BOXBERG, Germany – It was an emotionally painful moment two months ago when Robert Bosch, the world’s largest auto supplier, pled guilty to federal charges of price-fixing for engine components and agreed to pay a $57.8 million fine in the U.S., says the company’s top automotive executive.

Rolf Bulander, a Bosch board member who is chairman of the supplier’s Mobility Solutions business sector, says the actions of individuals who conspired to allocate the supply or rig prices of spark plugs, oxygen sensors and starter motors to Detroit’s three automakers “did not fit” with the company’s corporate culture.

“We took our lessons from that,” Bulander tells U.S. journalists at the supplier’s biennial international press briefing and technology deep-dive here.

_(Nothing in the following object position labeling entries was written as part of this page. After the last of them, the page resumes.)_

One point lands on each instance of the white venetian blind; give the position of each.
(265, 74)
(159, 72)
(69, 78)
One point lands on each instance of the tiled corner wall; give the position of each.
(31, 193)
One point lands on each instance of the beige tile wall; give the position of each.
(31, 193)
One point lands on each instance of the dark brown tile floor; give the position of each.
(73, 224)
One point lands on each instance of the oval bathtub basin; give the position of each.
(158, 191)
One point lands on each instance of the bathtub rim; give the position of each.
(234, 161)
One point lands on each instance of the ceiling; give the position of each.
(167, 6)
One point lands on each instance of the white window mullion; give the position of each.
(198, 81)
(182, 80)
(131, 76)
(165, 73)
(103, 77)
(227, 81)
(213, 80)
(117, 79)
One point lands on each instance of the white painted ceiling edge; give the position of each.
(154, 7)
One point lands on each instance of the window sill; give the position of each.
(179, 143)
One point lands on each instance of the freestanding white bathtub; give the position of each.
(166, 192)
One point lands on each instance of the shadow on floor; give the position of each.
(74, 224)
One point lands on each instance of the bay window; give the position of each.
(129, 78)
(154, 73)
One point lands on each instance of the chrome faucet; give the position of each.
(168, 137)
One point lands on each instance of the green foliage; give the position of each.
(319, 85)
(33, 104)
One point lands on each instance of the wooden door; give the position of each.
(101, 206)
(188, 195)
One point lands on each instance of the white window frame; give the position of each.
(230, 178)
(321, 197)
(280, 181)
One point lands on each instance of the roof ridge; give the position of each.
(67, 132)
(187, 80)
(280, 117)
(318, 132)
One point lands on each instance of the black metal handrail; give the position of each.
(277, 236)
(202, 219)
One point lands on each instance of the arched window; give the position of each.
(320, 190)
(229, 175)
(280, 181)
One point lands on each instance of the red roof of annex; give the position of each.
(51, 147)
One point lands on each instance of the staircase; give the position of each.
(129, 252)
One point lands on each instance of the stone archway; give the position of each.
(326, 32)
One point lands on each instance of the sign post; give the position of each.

Bosch is the third European-based company implicated in the U.S. Department of Justice’s ongoing investigation into anti-competitive conduct in the automotive parts industry. The company was involved in the conspiracy from 2000 until at least July 2011.

Asked if the economics of the automotive components business remain so challenged that suppliers find themselves having to take desperate measures to survive, Bulander admits competition is fierce in the market.

But he adds: “This is not an excuse for violating antitrust regulations.”

As part of the guilty plea, Bosch has agreed to an extensive training program that already has reached 32,000 people within the organization, Bulander says.

“We have enlarged our compliance organization,” he says. “We have made our own investigation, so we are quite sure we have now done everything to comply with anti-trust regulations.”

The training sessions started with Bosch sales teams at the personal level, then were reinforced with additional online training and identified activities that are and are not compliant. “What’s the difference from 20 years ago and how to deal with situations where compliance could be violated,” Bulander says of the instruction.

Most importantly, Bulander says the training explains how employees should respond if questionable situations arise. “So we made a lot of contributions to that.”

He refers to the company founder, who said more than 100 years ago that doing business honestly and fairly is a value. “This is still the value,” he says.